I don't know what's worse: the uniforms, or the fact that the organization has had both Mike Miller and Kevin Love advertise them.

They'd look better without the green.


----------



## Floods

Someone said Minny's old unis scream 90s... well what the hell do these scream then?


----------



## Shamrock32

Jacoby_Ellsbury said:


> Someone said Minny's old unis scream 90s... well what the hell do these scream then?

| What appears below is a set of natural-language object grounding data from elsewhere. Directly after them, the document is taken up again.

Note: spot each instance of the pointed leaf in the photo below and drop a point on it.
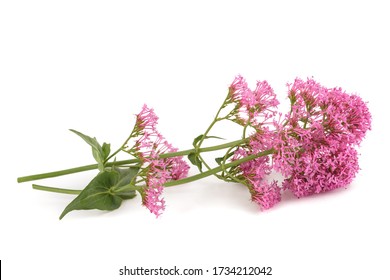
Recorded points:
(105, 192)
(99, 153)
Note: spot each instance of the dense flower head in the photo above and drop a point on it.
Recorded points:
(315, 141)
(255, 170)
(266, 194)
(321, 169)
(149, 146)
(253, 106)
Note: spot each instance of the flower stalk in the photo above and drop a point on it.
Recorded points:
(313, 147)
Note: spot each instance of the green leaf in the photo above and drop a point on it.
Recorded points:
(194, 159)
(106, 148)
(106, 191)
(99, 153)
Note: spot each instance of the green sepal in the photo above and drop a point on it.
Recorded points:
(100, 153)
(106, 191)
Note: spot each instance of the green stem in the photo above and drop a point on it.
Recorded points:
(217, 169)
(56, 190)
(123, 162)
(177, 182)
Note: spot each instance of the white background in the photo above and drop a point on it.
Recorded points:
(90, 65)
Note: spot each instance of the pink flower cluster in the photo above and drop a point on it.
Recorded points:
(253, 107)
(149, 146)
(314, 143)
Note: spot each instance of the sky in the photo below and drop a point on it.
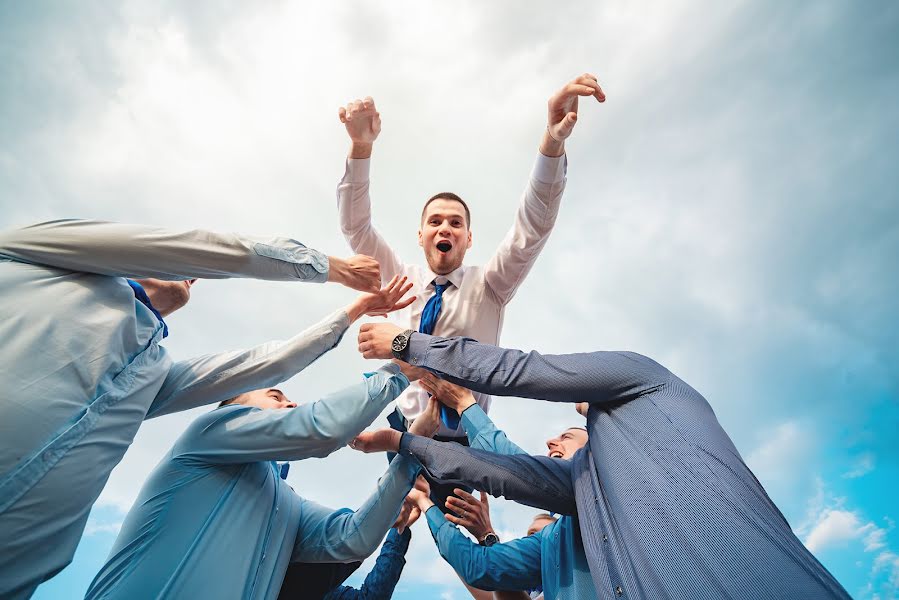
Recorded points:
(731, 210)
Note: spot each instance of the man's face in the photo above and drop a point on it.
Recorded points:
(266, 398)
(538, 524)
(444, 235)
(167, 296)
(565, 445)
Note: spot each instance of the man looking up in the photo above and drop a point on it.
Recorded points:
(451, 298)
(216, 519)
(81, 365)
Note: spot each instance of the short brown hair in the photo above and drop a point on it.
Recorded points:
(448, 196)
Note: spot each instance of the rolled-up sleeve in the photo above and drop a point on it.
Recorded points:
(513, 565)
(139, 251)
(537, 481)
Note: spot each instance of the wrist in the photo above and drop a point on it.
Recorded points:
(360, 149)
(549, 146)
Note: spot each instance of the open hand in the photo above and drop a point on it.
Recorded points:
(473, 515)
(562, 106)
(386, 300)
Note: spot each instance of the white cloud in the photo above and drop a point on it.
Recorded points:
(863, 466)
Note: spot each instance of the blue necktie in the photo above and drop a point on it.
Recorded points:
(428, 320)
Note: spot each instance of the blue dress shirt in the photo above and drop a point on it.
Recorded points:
(215, 520)
(666, 506)
(557, 560)
(81, 366)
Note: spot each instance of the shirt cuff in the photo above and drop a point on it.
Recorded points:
(357, 170)
(550, 169)
(435, 519)
(417, 349)
(474, 421)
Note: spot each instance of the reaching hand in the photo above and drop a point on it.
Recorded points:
(380, 440)
(474, 515)
(427, 422)
(375, 340)
(454, 396)
(386, 300)
(363, 124)
(562, 106)
(360, 272)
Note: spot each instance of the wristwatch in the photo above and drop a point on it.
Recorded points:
(399, 344)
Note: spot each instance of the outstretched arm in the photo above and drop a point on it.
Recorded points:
(383, 577)
(363, 124)
(325, 535)
(213, 378)
(595, 377)
(537, 481)
(139, 252)
(242, 434)
(539, 206)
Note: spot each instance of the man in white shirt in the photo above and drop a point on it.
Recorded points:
(472, 300)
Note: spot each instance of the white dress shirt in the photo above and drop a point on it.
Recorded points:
(474, 305)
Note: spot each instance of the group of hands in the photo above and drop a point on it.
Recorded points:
(375, 341)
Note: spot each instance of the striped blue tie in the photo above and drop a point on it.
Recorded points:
(428, 320)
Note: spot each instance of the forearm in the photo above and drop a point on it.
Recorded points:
(346, 535)
(536, 481)
(209, 379)
(313, 429)
(484, 435)
(508, 566)
(139, 251)
(595, 377)
(354, 214)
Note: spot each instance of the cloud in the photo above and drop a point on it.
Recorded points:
(863, 466)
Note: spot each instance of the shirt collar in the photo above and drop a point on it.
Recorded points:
(141, 296)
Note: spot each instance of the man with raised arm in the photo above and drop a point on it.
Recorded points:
(82, 308)
(666, 506)
(451, 298)
(216, 519)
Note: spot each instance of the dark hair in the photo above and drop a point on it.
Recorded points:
(448, 196)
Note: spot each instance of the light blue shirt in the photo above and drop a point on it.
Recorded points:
(81, 366)
(553, 556)
(214, 519)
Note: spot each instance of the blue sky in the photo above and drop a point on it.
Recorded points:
(731, 210)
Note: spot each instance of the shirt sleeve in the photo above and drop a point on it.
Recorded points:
(326, 535)
(241, 434)
(138, 251)
(537, 481)
(216, 377)
(382, 579)
(354, 211)
(484, 435)
(513, 565)
(595, 377)
(530, 231)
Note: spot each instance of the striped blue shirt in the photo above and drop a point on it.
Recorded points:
(667, 508)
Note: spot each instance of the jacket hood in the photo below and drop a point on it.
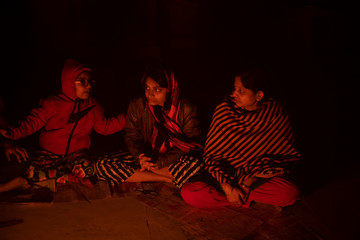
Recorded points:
(70, 72)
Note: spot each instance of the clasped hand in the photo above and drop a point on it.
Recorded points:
(10, 149)
(146, 164)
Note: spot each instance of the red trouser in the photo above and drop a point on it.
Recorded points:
(277, 191)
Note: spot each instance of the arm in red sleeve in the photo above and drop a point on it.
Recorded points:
(33, 122)
(107, 126)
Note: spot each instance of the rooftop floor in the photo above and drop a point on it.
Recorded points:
(78, 212)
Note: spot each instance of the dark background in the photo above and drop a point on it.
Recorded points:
(307, 48)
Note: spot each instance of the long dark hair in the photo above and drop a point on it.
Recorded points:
(160, 74)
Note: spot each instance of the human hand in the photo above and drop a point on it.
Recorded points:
(145, 163)
(4, 133)
(235, 195)
(20, 153)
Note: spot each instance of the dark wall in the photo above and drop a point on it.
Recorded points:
(304, 45)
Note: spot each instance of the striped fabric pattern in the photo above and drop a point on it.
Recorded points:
(118, 167)
(241, 144)
(184, 168)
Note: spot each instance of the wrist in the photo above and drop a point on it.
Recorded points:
(227, 188)
(244, 186)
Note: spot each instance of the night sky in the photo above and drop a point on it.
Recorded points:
(305, 46)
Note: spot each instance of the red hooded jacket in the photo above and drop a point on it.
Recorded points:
(60, 133)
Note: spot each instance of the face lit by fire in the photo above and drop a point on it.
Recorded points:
(245, 98)
(83, 85)
(154, 93)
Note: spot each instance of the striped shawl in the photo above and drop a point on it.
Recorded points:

"It's what's on the inside that counts, not the outside."

?


----------



## GNG

Did Baskin-Robbins buy the team?

Too much of that green...what shade is that, pistachio?


----------



## gi0rdun

Mike Miller looks like Luis Scola!


----------



## Ruff Draft

I hate the collar, but I love the rest. I'll get over it.


----------



## Ruff Draft

The ones they're selling in the store don't have the old style collar on them...


----------



## Ruff Draft

The site says it will say Wolves and Minnesota on the back of the shorts....


----------



## thaKEAF

The road ones are pretty cool.


----------



## Dissonance

I still like em. Even better than the leaked picture we saw( you couldn't see the total side). And the green's fine on it.


----------



## gi0rdun

The road ones are quite good the home ones are retarded.


----------



## B-Roy

So....Bland....


----------



## HKF

Weird, I think the white jersey is clearly better than the road ones.


----------



## Avalanche

stil not a fan, the collar is screwed up.. and on the white jersey the letters and numbers are too small/high

bit bland, bit wnba ish for mine... but hey, i dont have to wear it

not horrible, but definately not good


----------



## Cornholio

Ruff Draft said:


> The site says it will say Wolves and Minnesota on the back of the shorts....


----------



## NewAgeBaller

Not a fan - I'll probably get used to em but right now they just look really bland, mediocre and odd..


----------



## msladee

I can dig it. Imo the road uni looks better. :shrug:


----------



## Wade County

Having now seen the full size shot...I actually like them, well done Minny for doing something different.


----------